A San Frumenzio l’incontro organizzato a un anno dalla beatificazione dei 19 religiosi uccisi durante la guerra civile. Tra loro, il vescovo di Orano Claverie, assassinato con il suo autista musulmano
di Roberta Pumpo, 10 Dicembre 2019
Martiri del dialogo, della comunione e della fratellanza, «il cui sangue versato è inscindibilmente legato a quello di Gesù». A un anno dalla beatificazione, così il vescovo incaricato del Centro diocesano per la cooperazione missionaria tra le Chiese Gianpiero Palmieri ha ricordato ieri sera, lunedì 9 dicembre, i 19 martiri di Algeria – 13 religiosi e sei religiose appartenenti a otto congregazioni differenti -, assassinati in circostanze diverse tra il 1994 e il 1996 durante la guerra civile. Tra loro monsignor Pierre Claverie, dell’ordine dei frati predicatori, vescovo di Orano, assassinato il 1° agosto 1996 con il suo autista musulmano di 22 anni, Mohamed Bouchikhi, e i sette monaci di Tibhirine, dell’ordine Cistercense della stretta osservanza, i cui resti furono ritrovati il 25 maggio 1996, due mesi dopo il rapimento.

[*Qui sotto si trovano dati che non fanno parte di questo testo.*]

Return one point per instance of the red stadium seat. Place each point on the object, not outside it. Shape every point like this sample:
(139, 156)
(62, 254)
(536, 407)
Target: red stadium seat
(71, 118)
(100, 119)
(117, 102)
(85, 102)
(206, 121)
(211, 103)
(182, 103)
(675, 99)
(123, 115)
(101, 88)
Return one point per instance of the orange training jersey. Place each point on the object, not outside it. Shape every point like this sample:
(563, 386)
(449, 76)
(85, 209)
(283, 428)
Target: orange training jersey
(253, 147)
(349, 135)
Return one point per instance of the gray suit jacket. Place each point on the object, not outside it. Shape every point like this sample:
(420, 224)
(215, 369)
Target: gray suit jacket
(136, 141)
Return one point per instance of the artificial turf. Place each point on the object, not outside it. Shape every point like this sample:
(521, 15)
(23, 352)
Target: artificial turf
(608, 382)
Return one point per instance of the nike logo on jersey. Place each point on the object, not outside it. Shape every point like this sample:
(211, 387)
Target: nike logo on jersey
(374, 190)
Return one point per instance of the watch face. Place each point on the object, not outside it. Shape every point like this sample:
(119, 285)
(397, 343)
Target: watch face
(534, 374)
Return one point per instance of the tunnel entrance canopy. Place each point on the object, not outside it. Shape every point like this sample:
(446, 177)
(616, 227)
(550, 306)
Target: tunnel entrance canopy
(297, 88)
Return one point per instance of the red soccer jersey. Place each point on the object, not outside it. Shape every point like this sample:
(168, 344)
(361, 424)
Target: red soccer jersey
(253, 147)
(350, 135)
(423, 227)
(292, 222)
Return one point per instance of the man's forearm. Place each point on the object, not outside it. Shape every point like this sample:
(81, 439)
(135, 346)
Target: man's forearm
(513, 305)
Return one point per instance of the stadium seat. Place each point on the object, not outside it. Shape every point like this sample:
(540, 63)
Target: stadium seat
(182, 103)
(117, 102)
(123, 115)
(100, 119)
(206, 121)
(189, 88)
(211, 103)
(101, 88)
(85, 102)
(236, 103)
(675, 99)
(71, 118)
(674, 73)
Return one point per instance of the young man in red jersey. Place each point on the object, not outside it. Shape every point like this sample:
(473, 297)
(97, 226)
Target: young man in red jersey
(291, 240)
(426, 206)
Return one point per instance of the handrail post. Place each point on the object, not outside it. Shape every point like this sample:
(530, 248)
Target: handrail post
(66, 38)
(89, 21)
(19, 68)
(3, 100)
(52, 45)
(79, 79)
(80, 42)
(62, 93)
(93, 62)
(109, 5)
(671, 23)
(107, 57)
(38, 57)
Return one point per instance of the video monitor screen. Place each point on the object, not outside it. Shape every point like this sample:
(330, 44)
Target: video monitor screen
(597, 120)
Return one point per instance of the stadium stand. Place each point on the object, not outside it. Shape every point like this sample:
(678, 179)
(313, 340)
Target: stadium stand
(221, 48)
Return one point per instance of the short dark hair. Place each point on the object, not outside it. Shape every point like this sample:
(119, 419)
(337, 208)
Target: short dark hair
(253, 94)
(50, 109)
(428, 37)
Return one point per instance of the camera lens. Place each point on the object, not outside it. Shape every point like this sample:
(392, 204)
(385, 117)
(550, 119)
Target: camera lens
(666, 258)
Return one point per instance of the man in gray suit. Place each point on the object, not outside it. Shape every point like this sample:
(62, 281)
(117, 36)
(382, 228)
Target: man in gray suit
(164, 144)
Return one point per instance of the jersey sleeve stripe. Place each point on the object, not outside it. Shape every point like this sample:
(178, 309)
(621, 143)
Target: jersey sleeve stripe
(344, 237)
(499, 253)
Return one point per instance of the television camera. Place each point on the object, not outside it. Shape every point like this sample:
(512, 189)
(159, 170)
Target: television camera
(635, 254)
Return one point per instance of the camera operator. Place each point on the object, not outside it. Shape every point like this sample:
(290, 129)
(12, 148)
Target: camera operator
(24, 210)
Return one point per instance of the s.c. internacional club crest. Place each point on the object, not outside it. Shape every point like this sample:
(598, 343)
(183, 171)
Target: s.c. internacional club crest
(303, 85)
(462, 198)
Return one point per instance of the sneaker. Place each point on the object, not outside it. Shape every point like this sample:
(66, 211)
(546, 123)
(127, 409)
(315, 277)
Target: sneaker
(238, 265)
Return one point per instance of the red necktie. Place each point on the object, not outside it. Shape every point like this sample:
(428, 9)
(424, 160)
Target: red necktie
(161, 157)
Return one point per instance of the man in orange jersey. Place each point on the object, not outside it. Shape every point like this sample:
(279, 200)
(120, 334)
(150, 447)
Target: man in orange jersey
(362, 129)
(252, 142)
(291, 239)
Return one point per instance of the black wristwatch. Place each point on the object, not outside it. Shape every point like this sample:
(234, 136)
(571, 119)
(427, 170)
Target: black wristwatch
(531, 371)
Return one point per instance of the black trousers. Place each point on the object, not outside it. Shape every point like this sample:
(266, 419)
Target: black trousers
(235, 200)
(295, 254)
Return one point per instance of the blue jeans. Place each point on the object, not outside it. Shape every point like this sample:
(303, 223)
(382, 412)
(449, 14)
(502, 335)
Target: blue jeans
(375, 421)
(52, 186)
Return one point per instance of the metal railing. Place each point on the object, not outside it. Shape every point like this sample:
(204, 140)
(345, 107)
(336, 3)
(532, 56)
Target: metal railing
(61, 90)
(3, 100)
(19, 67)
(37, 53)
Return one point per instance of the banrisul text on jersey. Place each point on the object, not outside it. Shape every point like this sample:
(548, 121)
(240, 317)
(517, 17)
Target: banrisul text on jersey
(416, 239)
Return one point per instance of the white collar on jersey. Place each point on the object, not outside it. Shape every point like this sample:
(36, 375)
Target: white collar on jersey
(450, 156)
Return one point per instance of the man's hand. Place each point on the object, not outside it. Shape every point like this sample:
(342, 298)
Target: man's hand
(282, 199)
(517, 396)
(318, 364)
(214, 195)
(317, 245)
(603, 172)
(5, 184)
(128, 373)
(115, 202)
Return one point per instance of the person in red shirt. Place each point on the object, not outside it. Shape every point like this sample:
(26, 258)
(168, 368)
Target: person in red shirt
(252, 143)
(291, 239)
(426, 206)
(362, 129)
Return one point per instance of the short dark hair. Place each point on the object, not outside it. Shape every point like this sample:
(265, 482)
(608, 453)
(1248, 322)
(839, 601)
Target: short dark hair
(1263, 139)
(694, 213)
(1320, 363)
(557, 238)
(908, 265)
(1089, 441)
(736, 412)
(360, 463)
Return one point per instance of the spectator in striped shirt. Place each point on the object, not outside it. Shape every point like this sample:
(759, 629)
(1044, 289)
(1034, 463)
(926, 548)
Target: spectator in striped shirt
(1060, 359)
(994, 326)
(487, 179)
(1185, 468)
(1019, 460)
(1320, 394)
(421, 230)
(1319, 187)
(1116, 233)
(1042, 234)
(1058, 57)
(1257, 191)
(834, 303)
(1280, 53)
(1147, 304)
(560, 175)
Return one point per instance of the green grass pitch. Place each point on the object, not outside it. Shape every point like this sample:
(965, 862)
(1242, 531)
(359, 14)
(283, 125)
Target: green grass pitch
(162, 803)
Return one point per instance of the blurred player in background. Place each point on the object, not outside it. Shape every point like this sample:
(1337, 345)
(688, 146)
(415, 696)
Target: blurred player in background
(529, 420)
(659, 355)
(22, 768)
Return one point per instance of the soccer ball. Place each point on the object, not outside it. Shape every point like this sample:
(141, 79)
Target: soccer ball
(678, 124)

“La nostra morte non ci appartiene”: questo il tema della serata – tratto dal testamento spirituale del frate trappista Christian de Chergé -, svoltasi nella parrocchia di San Frumenzio, organizzata con il sostegno del Centro missionario diocesano di Roma dal Gruppo Nuovi Martiri, costituito dalle associazioni Archè, Finestra per il Medio Oriente, Fondazione Giovanni Paolo II per la cooperazione e lo sviluppo, parrocchie Sant’Innocenzo I Papa e San Guido vescovo e dalla Comunità Missionaria di Villaregia. L’incontro ha messo in evidenza la missione profetica dei martiri di Algeria che hanno testimoniato con la propria vita la possibilità di promuovere un dialogo pacifico e fraterno tra cristiani e musulmani nella certezza di essere amati da un unico Dio. Emblema della beatificazione è, infatti, il sangue di monsignor Claverie, cristiano, unito a quello di Mohamed, musulmano, e il frutto del loro martirio è l’amicizia che oggi lega la sorella del primo con la madre del giovane.
Thomas Georgeon, postulatore della causa di beatificazione, che prima dell’incontro ha presieduto la celebrazione eucaristica, si è soffermato sulla scelta dei religiosi di voler rimanere in Algeria, all’epoca devastata dalla guerra, per manifestare la carità fraterna a un popolo dilaniato dalla violenza. Il martirio dei diciannove «servitori zelanti, appassionati dell’Algeria e del suo popolo – ha detto – parla a nome delle decine di migliaia di algerini musulmani vittime dell’odio, tra i quali ci sono 114 imam». Pagare con la vita il rifiuto di trasgredire le prescrizioni della propria religione unisce «nel mistero Pasquale di Cristo il mistero di chi ha dato la vita per la fede, anche quello dei fratelli musulmani», ha aggiunto Palmieri, che ha invitato i tanti laici e religiosi presenti all’incontro a «prendere molto sul serio» il paragrafo 21 della Costituzione pastorale sulla Chiesa nel mondo contemporaneo “Gaudium et spes”, il quale si sofferma sul compito della Chiesa di diffondere il Vangelo con una «fede viva e adulta» come hanno dato «testimonianza sublime moltissimi martiri». Attraverso la via del martirio, ha aggiunto il vescovo, è «bellissimo comprendere le vie sorprendenti e misteriose con cui Dio realizza il suo Regno».
Ambrogio Bongiovanni, docente alla Pontificia Università Gregoriana, ha letto alcuni stralci del testamento spirituale di padre Christian de Chergé dalle cui pagine emerge la «missione profetica» del religioso, «costruita su un dialogo profetico e profondo in una situazione di conflitto. A volte – ha aggiunto – ci sono ostacoli che scoraggiano al dialogo con l’Islam ma la profezia sta proprio nel lavorare quando si pensa non ci sia nulla da fare e quando la ragione spinge a compiere scelte diverse». I martiri d’Algeria hanno «scelto la strada meno comoda, sono andati contro corrente per fare la volontà di Dio».